9.10.24

A crise dos média, os governos e os jornalistas

 


«Os governos acham sempre que sabem melhor do que ninguém como se faz bom jornalismo. Normalmente preferem-no vagaroso a ofegante, esperam que os jornalistas se mantenham tranquilos e com uma visão positiva da actividade governativa. Há uma fase em que, para a generalidade dos governos (talvez a excepção tenha sido o governo de Santana Lopes), esse vagar e essa tranquilidade são mesmo a marca de água de uma comunicação social que entende dar o benefício da dúvida a quem chegou recentemente ao poder. Chama-se estado de graça.

Como é por demais evidente, este governo goza desse estado de graça e não vive com uma comunicação social particularmente agressiva. O exercício do poder desgasta a relação com os jornalistas e há uma grande diferença entre meio ano e oito anos e meio no governo. Importa pouco que quem deixa o poder mude de líder, o estado de graça não se aplica à oposição.

Feito este preâmbulo, importa dizer igualmente que a comunicação social, que faz uma análise crítica do exercício do poder, também pode ser criticada. Este texto não é a defesa corporativa da profissão que exerço. Acompanho o primeiro-ministro na crítica que faz ao surfar permanente na crista da onda de um jornalismo que muitas vezes é incapaz de ver para lá da polémica, que alimenta à exaustão. É claro que Luís Montenegro não deve fazer a mínima ideia do que é um direto de televisão, nem qual é a função de um auricular e de um bloco de notas digital incorporado num smartphone, mas isso são outros quinhentos.

O que verdadeiramente me incomodou como jornalista, numa conferência organizada pela Plataforma de Media Privados em que o governo foi anunciar o plano que tem para o sector, foi ver o primeiro-ministro aproveitar o palco que lhe foi oferecido para, na prática, dizer aos jornalistas: vocês não são qualificados, eu ajudo, mas vejam lá se amansam. Montenegro é, talvez, o primeiro-ministro que mais recusa responder às perguntas dos jornalistas e o que tem para nos dizer é que essas perguntas (essência da profissão) são muitas vezes sopradas aos ouvidos desses mesmos jornalistas. Por quem!? Se é por outros membros da redação significa que as redações funcionam e isso é bom, se é por alguém fora das redacções então a acusação é grave e convém que o chefe do governo concretize.
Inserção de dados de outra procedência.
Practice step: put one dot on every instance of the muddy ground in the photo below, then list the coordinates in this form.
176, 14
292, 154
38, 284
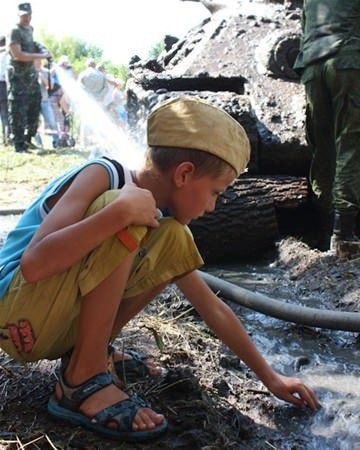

Acompanho o elogio generalizado à vontade do Governo assumir a responsabilidade de fazer a sua parte para garantir uma comunicação social livre, mas fico sempre com a pulga atrás da orelha quando vejo alguém destratar quem diz querer ajudar. O negócio da comunicação social não aguarda pela resolução do problema da quadratura do círculo, ele é inviável a longo prazo se não assentar na independência do jornalismo face ao poder instituído. É, por isso, que também me parece saudável que se separe o serviço público de comunicação social do negócio da comunicação social.»